Home Improvements needing planning permission and how it relates to house prices
Local authorities are usually responsible for granting planning permission. A range of renovations and extensions need planning consent, including the increase of the floor area of property or the building of a new structure. If you’re planning home improvements or minor alterations, it is unlikely you will need to apply for planning permission – unless your property is either located in a conservation area or has ‘listed’ status.
To protect the sale value of your home, it pays to be in possession of the facts when it comes to planning permission. Fortunately, there is a range of minor building works that can take place without formal planning consent, and they include:
– The construction of a porch
– The addition of a garage
– The construction of boundary walls and fences
– Change of use from a garage to a domestic room
– The building of conservatories that meet certain criteria
It is worth pointing out, however, that these permissions are only valid if the new structures do not rise higher than the original building. A full breakdown of the rules and regulations governing planning permission in the UK is on the government’s planning website; although individual local authorities have powers to determine their ‘permitted development orders’ so speaking with the council’s planning department before building work is essential.
The law allows a local authority to issue an enforcement notice to the property’s owner if the necessary planning permission is not in place. It’s your responsibility whether you were responsible for any illegal improvements or not. The legal searches carried out by a buyer’s surveyor will uncover any planning issues, and because any new owner would be liable for rectifying illegal builds, the effect planning issues have on property prices can be huge.
However, any local authority only has four years from the commencement of works to issue an enforcement notice requiring rectification of an illegal build. After four years, a homeowner does not have to comply with any enforcement action. Illegal home improvements have the potential to stop house sales in their tracks, and even if you manage to sell your home without acquiring the necessary planning permissions, the new owner may be entitled to sue you to recover the added cost of complying with planning rules. To protect the value of your home, seeking expert advice on planning before work commences is a necessity.

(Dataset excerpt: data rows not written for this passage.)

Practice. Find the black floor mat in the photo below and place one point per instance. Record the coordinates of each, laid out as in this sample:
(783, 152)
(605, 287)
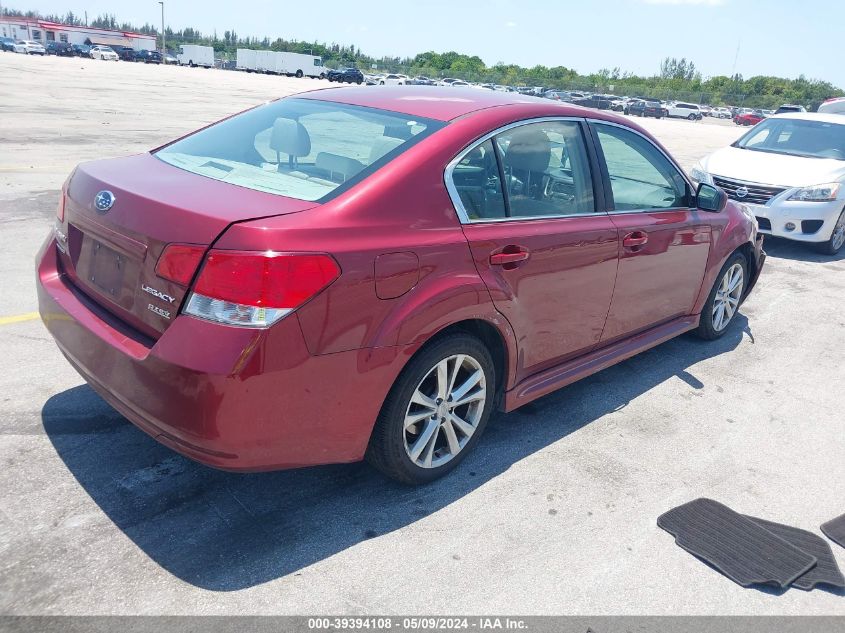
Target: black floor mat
(835, 530)
(826, 570)
(744, 551)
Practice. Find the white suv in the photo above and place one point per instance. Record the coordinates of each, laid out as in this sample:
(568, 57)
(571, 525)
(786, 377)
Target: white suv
(789, 170)
(683, 110)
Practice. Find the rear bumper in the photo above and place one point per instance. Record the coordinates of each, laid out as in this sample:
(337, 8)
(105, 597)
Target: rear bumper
(229, 397)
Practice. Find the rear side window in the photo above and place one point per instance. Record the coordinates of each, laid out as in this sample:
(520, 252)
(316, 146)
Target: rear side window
(477, 181)
(299, 148)
(530, 171)
(641, 177)
(546, 170)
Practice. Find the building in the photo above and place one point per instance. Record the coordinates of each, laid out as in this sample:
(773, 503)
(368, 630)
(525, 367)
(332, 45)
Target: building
(43, 32)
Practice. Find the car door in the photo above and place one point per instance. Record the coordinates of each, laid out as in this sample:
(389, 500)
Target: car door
(664, 242)
(527, 200)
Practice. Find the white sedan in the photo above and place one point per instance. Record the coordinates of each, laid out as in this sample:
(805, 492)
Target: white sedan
(28, 47)
(789, 170)
(393, 80)
(103, 52)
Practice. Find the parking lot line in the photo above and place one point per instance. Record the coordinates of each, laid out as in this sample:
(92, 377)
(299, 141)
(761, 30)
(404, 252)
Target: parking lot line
(18, 318)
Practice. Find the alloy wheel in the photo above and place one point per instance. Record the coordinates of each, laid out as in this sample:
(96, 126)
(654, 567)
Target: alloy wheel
(444, 411)
(726, 301)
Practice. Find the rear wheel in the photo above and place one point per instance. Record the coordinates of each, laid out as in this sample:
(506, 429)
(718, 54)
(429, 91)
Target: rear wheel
(435, 412)
(837, 238)
(723, 301)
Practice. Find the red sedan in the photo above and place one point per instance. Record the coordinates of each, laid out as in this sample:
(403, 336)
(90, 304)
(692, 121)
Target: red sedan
(749, 118)
(370, 272)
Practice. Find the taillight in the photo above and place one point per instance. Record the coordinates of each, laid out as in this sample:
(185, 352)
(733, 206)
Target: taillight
(179, 262)
(257, 289)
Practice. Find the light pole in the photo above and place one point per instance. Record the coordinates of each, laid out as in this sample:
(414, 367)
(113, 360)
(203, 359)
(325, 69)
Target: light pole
(163, 47)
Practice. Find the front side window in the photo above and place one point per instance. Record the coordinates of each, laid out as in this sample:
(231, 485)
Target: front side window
(641, 177)
(299, 148)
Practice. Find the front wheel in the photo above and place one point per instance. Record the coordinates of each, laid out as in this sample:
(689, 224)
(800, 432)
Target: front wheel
(724, 299)
(435, 412)
(837, 238)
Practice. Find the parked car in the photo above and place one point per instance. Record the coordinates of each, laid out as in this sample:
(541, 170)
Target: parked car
(836, 105)
(29, 47)
(789, 170)
(216, 290)
(598, 102)
(651, 109)
(682, 110)
(126, 53)
(346, 75)
(749, 118)
(104, 53)
(393, 80)
(60, 49)
(148, 57)
(786, 107)
(421, 80)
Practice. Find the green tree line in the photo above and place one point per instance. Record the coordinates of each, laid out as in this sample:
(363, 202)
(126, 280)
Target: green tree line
(676, 79)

An example of how planning permission breaches can impact UK house prices
A German couple moved into their idyllic home in the Cotswolds back in 2007. Their lawyer carried out all the usual searches, and the sale went through without a hitch. However, Angela and Gerrit Pires were left devastated when they received a letter from Cotswold District Council informing them that the terms of the planning permission agreed by the home’s previous owners breached. Instead of the allowed 3,121 square feet, their property extended to 4,843 square feet. Not only were the couple liable for the cost of demolishing a third of their new home, but the property was also worth far less than they paid for it.
Most searches will uncover properties that have breached planning regulations, and that can profoundly affect a subsequent property valuation. However, by carefully scrutinising planning rules and the subsequent work that takes place, both buyers and sellers can protect their financial interests.